Relative protein excess typical of VLCKDs has been of major concern among clinicians for its kidney-damaging potential, preventing many to propose this intervention to patients with CKD in need of weight loss. In order to assess this safety outcome, creatinine, BUN, eGFR and urinary proteins were evaluated. Creatinine and eGFR were not affected by the dietary intervention and no differences were observed in the between group analysis. Conversely, BUN was slightly increased, most likely as a consequence of increased protein metabolism as previously described [29
], with again no difference between the two groups. Current guidelines are inconclusive regarding recommended dietary protein intake in patients with early stages of CKD, with some suggesting .8 g/kg body weight as the optimum [30
], and others recommending up to 1.4 g/kg body weight [31
]. Recent evidence suggests that the impact of dietary protein on renal function may depend on the protein source, with red meat intake being harmful in a dose dependent manner, and other protein sources such as poultry, fish, egg and dairies not showing such a deleterious effect [32
]. Moreover, studies assessing plant-based protein sources (soy and vegetable derived) seem to show that these might even play a renoprotective role [33
]. VLCKDs’ first steps rely on meal replacements, the protein source of which is whey and plant based, and—when the reintroduction of other protein sources occurs in the subsequent steps—patients are recommended to privilege fish and poultry. Protein intake is never higher than 1.5 g/kg/ideal body weight. It seems therefore reasonable to infer that such a dietary intervention is unlikely to produce any deleterious effect on subjects with stage 2 CKD in the first steps. However, extra caution should be adopted in patients affected by mild kidney disease at all times in three ways. First, these patients should not consume over 1.4 g protein/kg of ideal body weight during all VLCKD steps as per available recommendations [31
]; second, protein intake should be carefully monitored during reintroduction phases, where the progressive substitution of meal replacements with protein rich dishes may make patients incur excess protein; third, red meat-derived protein should be strongly discouraged through dietary counselling during the reintroduction phases.

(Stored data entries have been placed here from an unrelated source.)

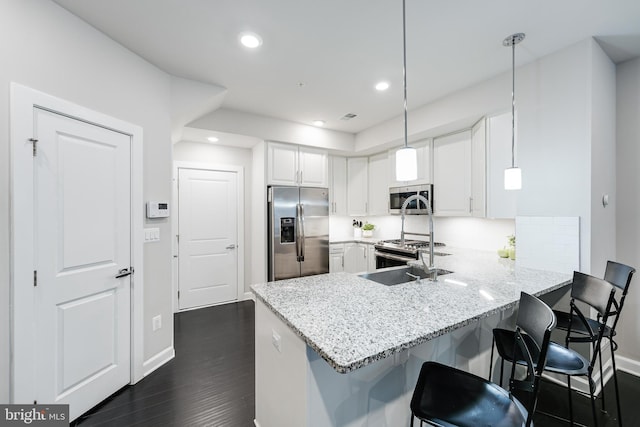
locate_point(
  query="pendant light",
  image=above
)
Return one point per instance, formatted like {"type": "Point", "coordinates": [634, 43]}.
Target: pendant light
{"type": "Point", "coordinates": [513, 175]}
{"type": "Point", "coordinates": [406, 157]}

The major strength of our study is the real-life setting and the fact that—to the best of our knowledge—we stratified by renal function for the first time. However, our study also has several limitations. Ketosis was only assessed through urinary excretion of acetoacetate, and no capillary beta-hydroxybutyrate levels were measured due to technical obstacles. Markers of renal function that are unaffected by muscle mass—such as cystatin C—were not assessed, as the real-life setting did not allow so. However, previous evidence shows that creatinine is only very marginally affected by muscle mass [35
], and we do not therefore expect a major bias induced by the minor muscle mass reduction the patients experienced during the dietary intervention, making this marker sufficiently reliable. Another limit of this study was that GFR was estimated and 24 h urinary collection was not performed. Finally, for its real-life nature, this study did not comprise a control group, nor it was randomized.